Here's the rear hub of that riders wheel in the video above.
Absolutely no way you could do or would want to retro-fit any form of usable motor into the small void available within the hub shell. Maybe a couple of watts, but think how small the rotor and stator would have to be to be self-contained in what is essentially no more than 5mm gap around the axle which would still have to be there to withstand the forces going through the bearings anyway.
Now lets look at Katusha riders frame and Zipp rims of his Canyon Aeroroad CF SLX and see if you could get a usable motor in there to spin a wheel round.
The Rotor (alternating polarity magnets) part of the motor has to be in the rim of the Zipp Firecrest 404s he's riding. The Stator (Coils) of the motor has to be within the seat stay and chain stay VERY close to the Rotor magnets when the wheel is turning. Anything more than 1-2mm gap between rotor and stator is incredibly inefficient because the force of permanent magnets exponentially falls very rapidly when not close to one another. For every 1mm of gap about 20% of the usable force of the motor is lost.
So Lets look at the gap between stays and rim on Katusha's Aeroroad CLX.

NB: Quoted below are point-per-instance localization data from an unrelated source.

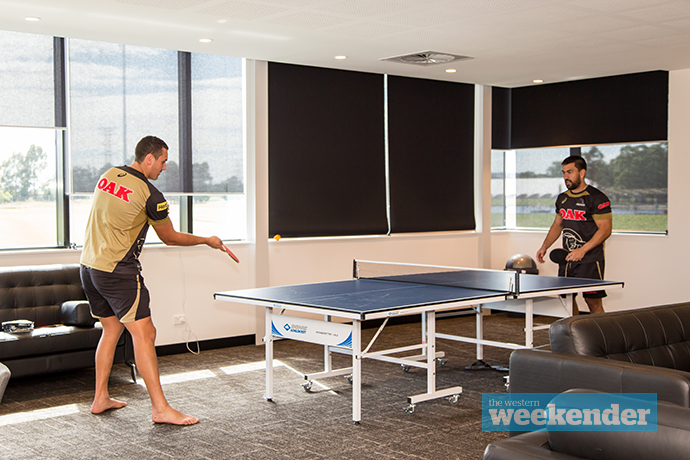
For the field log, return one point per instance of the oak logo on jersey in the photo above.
(573, 214)
(112, 188)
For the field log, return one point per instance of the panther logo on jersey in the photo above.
(572, 240)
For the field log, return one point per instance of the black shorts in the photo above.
(589, 270)
(115, 295)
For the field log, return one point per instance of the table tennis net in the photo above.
(491, 280)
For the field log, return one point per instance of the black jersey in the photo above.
(579, 212)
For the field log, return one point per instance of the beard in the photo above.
(574, 184)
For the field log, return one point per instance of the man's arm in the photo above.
(604, 228)
(171, 237)
(551, 237)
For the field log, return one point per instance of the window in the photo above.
(220, 207)
(28, 210)
(525, 184)
(115, 95)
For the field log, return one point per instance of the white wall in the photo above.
(183, 280)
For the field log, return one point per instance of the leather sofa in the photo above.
(670, 441)
(65, 335)
(635, 351)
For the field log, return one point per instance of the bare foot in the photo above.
(173, 417)
(99, 407)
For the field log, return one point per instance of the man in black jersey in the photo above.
(584, 218)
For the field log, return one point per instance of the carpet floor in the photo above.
(48, 417)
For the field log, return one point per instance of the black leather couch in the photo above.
(636, 351)
(65, 335)
(670, 441)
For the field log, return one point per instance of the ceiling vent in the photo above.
(426, 58)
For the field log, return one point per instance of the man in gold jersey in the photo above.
(125, 203)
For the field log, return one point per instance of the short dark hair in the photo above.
(149, 144)
(579, 162)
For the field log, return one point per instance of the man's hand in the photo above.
(215, 242)
(576, 255)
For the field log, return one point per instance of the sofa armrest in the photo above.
(534, 371)
(76, 313)
(528, 446)
(670, 439)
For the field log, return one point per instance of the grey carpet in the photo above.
(237, 423)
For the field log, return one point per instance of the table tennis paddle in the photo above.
(558, 256)
(234, 257)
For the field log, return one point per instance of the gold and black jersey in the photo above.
(124, 204)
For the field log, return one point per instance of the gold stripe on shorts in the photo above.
(132, 313)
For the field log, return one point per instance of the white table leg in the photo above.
(356, 371)
(268, 340)
(529, 323)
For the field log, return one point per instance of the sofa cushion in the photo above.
(48, 340)
(76, 313)
(655, 336)
(36, 292)
(670, 440)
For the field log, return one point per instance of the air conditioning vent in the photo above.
(426, 58)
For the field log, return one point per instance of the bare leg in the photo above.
(595, 305)
(112, 329)
(143, 337)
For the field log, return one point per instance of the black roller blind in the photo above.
(326, 152)
(618, 109)
(431, 155)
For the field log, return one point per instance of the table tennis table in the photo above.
(381, 290)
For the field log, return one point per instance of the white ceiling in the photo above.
(512, 42)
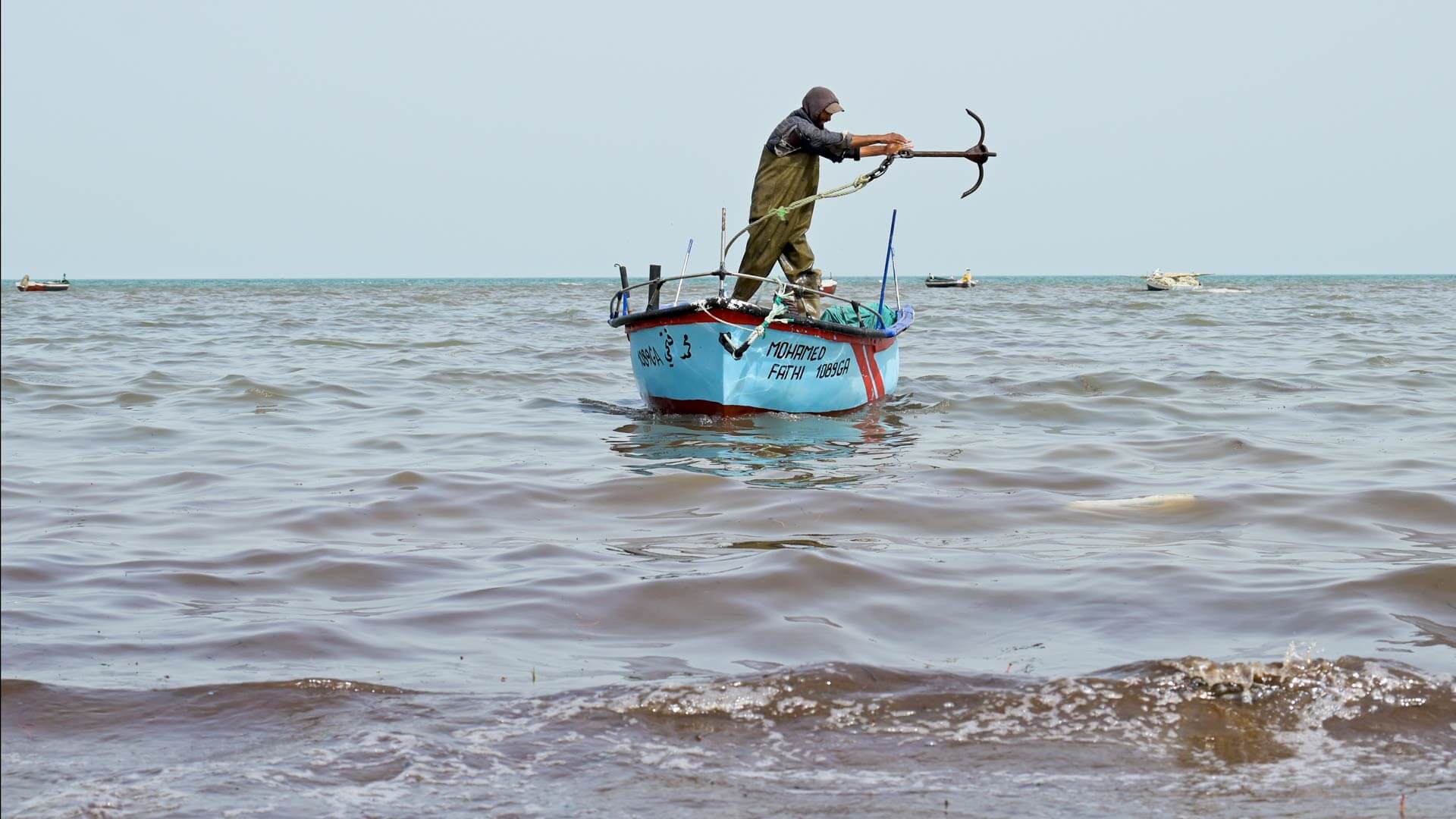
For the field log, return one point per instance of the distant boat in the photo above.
(1159, 280)
(27, 286)
(965, 280)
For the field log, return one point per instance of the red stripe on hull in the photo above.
(874, 372)
(698, 407)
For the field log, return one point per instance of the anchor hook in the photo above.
(976, 153)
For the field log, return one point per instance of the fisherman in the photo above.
(788, 171)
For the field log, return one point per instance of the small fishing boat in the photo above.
(967, 280)
(28, 286)
(720, 356)
(1159, 280)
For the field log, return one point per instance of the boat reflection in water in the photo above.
(772, 449)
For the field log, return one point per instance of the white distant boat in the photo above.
(28, 286)
(1159, 280)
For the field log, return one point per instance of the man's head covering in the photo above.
(820, 101)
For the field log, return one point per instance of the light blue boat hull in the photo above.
(682, 365)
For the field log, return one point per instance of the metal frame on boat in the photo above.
(720, 356)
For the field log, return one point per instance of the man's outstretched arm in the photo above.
(880, 145)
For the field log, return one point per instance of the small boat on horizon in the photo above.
(28, 286)
(965, 280)
(1159, 280)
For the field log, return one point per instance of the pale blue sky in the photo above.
(471, 139)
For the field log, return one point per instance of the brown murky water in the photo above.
(414, 548)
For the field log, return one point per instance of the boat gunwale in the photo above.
(758, 314)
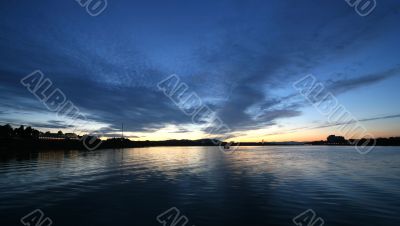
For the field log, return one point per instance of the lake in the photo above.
(267, 185)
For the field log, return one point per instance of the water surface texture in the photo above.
(252, 186)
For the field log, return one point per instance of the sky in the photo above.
(241, 58)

There's about a 25mm distance between where the stator could be in the seat stay and where the rotor magnet will pass it inside the Firecrest rim, so essentially ZERO usable magnetic force from the seat stays possible using the chart above. Obviously you could use stronger, much heavier magnets, but even so incredible heavy then for the wheel and inefficient still anyway.
Looking at the chain stays of the CLX
You could argue they might be around 10mm from the rim, so a very slight usable magnetic force there, but tiny in reality still. There's only two chain stays and maybe 3cm of space to fit the stator into where it would align with the magnets in the rim. As Varjas explained, this type of wheel is not considered a motor like a crank-based one, he classes them as boosters because the wheel is really only being propelled from one stator in the stays not around the whole circumference you really require for any usable power.

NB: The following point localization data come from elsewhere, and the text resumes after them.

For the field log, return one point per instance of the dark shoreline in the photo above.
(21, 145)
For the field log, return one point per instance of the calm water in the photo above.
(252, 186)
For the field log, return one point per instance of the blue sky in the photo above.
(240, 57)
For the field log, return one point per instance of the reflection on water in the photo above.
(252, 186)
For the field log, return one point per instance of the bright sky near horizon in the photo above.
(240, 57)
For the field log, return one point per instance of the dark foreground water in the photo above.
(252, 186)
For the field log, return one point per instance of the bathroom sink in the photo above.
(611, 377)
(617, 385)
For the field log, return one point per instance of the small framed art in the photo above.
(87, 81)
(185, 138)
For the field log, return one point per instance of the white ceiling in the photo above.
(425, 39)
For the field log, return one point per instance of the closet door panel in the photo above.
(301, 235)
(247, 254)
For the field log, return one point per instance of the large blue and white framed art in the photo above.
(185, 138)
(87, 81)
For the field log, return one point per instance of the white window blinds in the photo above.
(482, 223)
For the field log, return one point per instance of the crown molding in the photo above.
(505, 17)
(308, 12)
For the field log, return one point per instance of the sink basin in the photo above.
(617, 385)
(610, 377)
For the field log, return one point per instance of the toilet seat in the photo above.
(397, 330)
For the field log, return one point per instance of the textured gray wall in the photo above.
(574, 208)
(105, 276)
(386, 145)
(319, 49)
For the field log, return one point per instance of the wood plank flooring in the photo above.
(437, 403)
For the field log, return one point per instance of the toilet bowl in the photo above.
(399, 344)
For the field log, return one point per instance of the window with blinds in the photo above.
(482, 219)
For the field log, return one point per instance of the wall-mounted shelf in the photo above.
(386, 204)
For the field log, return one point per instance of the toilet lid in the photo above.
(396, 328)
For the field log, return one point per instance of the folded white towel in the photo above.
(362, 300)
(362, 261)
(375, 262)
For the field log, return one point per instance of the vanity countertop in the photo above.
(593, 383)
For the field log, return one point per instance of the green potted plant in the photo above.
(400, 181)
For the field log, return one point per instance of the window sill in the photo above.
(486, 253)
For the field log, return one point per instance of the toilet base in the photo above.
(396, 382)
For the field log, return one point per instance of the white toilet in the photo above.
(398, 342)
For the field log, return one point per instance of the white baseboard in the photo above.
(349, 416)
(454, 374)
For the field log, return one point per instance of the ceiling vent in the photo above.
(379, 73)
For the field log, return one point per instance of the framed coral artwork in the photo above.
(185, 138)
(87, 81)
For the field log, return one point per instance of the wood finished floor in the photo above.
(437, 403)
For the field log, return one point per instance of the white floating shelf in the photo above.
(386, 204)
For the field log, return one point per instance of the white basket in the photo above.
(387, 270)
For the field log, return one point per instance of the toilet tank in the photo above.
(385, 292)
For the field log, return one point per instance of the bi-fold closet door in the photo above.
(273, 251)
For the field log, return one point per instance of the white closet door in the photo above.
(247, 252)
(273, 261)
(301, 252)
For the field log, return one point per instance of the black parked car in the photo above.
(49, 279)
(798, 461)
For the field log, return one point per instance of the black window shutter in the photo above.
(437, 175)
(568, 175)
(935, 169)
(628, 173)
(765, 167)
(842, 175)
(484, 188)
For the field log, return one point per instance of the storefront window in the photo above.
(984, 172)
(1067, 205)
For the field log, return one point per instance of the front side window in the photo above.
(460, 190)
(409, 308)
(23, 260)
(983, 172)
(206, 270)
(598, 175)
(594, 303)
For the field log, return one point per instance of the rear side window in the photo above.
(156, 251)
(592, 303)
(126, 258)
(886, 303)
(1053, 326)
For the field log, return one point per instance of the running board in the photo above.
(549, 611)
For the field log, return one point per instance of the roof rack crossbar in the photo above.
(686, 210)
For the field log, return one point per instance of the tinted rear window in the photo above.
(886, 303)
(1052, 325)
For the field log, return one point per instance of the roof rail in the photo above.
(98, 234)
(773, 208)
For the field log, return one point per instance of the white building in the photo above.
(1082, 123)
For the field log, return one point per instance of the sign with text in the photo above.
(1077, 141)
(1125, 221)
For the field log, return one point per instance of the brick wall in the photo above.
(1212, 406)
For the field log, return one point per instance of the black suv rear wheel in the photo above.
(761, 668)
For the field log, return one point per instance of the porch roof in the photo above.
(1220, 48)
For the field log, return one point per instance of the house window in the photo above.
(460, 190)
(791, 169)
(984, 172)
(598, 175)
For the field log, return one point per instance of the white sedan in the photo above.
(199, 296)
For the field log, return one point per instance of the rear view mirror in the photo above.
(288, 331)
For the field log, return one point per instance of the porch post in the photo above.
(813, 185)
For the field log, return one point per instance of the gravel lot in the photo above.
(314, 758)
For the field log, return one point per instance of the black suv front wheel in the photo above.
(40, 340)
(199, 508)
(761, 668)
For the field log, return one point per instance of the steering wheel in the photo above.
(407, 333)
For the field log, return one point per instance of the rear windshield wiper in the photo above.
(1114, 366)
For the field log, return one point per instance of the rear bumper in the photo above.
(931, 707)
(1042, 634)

Here is what a usable rim and frame-based motor looks like in the real world. Notice how the magnets all have to be glued visible to outside of rim to maintain the 1mm gap (even inside the rim you've already increased the gap by 1mm and lost 20% efficiency by doing so). Notice how the seat tube and stays are wrapped around nearly 90 degrees of the wheel to so the stators are working more efficiently with the magnets, not just the 5 degrees available in a typical off-the-shelf frame like the Canyon.

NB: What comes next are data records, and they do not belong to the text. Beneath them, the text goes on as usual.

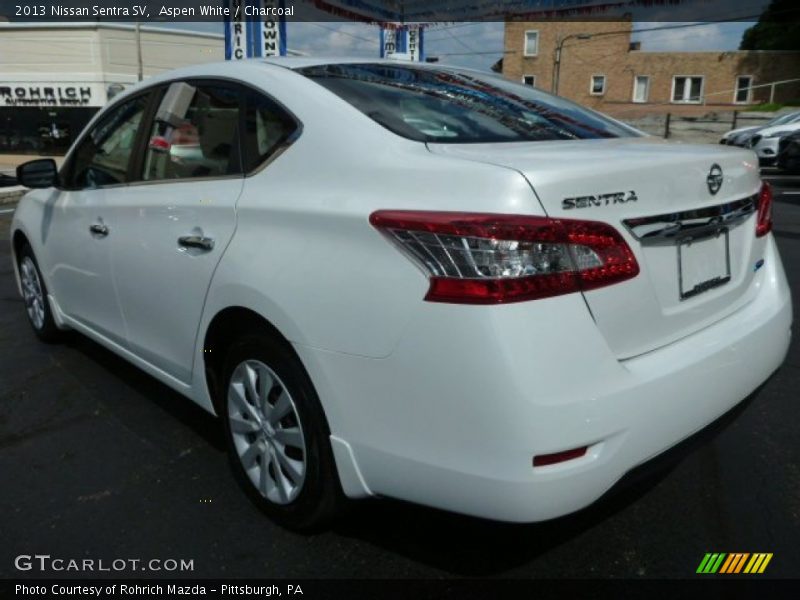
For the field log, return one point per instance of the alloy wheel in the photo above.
(32, 291)
(266, 431)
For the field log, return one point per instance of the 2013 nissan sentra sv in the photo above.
(412, 281)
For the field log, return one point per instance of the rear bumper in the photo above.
(453, 417)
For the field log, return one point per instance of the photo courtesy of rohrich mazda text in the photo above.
(409, 280)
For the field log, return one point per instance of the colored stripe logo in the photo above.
(734, 562)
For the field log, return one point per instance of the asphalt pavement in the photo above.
(100, 461)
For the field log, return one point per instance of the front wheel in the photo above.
(34, 294)
(277, 436)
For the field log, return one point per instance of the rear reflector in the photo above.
(479, 258)
(764, 221)
(551, 459)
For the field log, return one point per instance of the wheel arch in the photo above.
(228, 325)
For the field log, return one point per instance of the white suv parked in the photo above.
(409, 280)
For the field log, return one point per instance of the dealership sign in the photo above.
(55, 94)
(402, 41)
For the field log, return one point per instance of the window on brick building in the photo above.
(531, 43)
(598, 85)
(641, 88)
(687, 90)
(744, 92)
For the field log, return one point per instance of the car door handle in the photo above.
(98, 229)
(196, 241)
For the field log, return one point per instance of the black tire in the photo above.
(320, 498)
(46, 330)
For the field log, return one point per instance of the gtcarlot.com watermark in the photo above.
(45, 563)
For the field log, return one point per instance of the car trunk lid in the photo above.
(697, 250)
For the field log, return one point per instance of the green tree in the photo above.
(778, 28)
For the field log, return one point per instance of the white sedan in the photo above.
(765, 141)
(403, 280)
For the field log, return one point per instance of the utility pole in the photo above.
(139, 66)
(557, 56)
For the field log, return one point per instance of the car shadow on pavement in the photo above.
(457, 544)
(476, 547)
(176, 405)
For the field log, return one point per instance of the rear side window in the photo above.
(449, 106)
(102, 158)
(197, 135)
(268, 127)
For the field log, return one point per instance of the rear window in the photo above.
(448, 106)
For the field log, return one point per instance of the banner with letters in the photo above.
(267, 30)
(402, 41)
(236, 39)
(254, 28)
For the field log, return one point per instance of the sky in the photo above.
(465, 43)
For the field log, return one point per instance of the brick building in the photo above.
(600, 67)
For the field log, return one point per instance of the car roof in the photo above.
(297, 62)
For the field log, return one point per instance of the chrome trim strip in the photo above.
(698, 223)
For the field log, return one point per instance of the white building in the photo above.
(54, 77)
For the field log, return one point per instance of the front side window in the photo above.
(688, 90)
(102, 158)
(195, 133)
(598, 85)
(531, 43)
(453, 106)
(743, 89)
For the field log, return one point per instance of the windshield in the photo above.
(444, 106)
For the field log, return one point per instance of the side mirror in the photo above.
(41, 173)
(7, 180)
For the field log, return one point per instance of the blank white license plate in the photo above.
(703, 264)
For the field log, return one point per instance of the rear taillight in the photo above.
(478, 258)
(764, 221)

You could argue you might squeeze a couple of usable watts into a typical Zipp rear hub within the couple of cm3 available and a couple of watts in Canyon Aeroroad chainstay given how inefficient it would have to be due, but even that is extremely difficult to do invisibly in the space involved to a simple tablet the UCI uses to detect motors. If you're protecting the magnets from magnetic field detector, you're by default also protecting them from being able to interact with the stator which needs that magnetic field to work off or going down using coils instead of magnets in the rotor, but then you've got the issue how to power the coils wirelessly and that presents a whole new challenge in itself.